Mimicking Nature: Controlling Charge, Heat, and Spin
Speaker
Paul S. Weiss, Ph.D.
California NanoSystems Institute
Departments of Chemistry & Biochemistry, Bioengineering, and Materials Science & Engineering
University of California, Los Angeles
Abstract
Mimicking Nature: Controlling Charge, Heat, and Spin
One of the key advances in nanoscience and nanotechnology has been our increasing ability to reach the limits of atomically precise structures. By having developed the “eyes” to see, to record spectra, and to measure function at the nanoscale, we have been able to fabricate structures with precision as well as to understand the important and intrinsic heterogeneity of function found in these assemblies. The physical, electronic, mechanical, thermal, and chemical connections that materials make to one another and to the outside world are critical. Just as the properties and applications of conventional semiconductor devices depend on these contacts, so do nanomaterials, many nanoscale measurements, and devices of the future. We explore the important roles that these contacts can play in preserving key transport and other properties.

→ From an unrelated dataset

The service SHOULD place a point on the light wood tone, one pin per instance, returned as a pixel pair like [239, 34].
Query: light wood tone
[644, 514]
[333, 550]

Initial nanoscale connections and measurements guide the path to future opportunities and challenges ahead. Band alignment, minimally disruptive connections, and control of spin and heat are all targets and can be characterized in both experiment and theory. I discuss our initial forays into this area in a number of materials systems.
Bio
Paul S. Weiss graduated from MIT with S.B. and S.M. degrees in chemistry and from the University of California at Berkeley with a Ph.D. in chemistry. He is a nanoscientist and holds a UC Presidential Chair and is a distinguished professor of chemistry & biochemistry, bioengineering, and materials science & engineering at UCLA, where he was previously director of the California NanoSystems Institute. He currently holds visiting appointments at Harvard’s Wyss Institute and several universities in Australia, China, Hong Kong, India, and South Korea. He studies the ultimate limits of miniaturization, developing and applying new tools and methods for atomic-resolution and spectroscopic imaging and patterning of chemical functionality. He and his group apply these advances in other areas including quantum information, precision medicine, neuroscience, microbiome studies, tissue engineering, cellular agriculture, and high-throughput gene editing. He led, coauthored, and published the technology roadmaps for the BRAIN Initiative and the U.S. Microbiome Initiative. He was the founding editor-in-chief of ACS Nano and served in that role from 2007–2021. He has won a number of awards in science, engineering, teaching, publishing, and communications. He is a fellow of the American Academy of Arts and Sciences, American Association for the Advancement of Science, American Chemical Society, American Institute for Medical and Biological Engineering, American Physical Society, American Vacuum Society, Canadian Academy of Engineering, IEEE, Materials Research Society, National Academy of Inventors, and an honorary fellow of the Chinese Chemical Society and Chemical Research Society of India.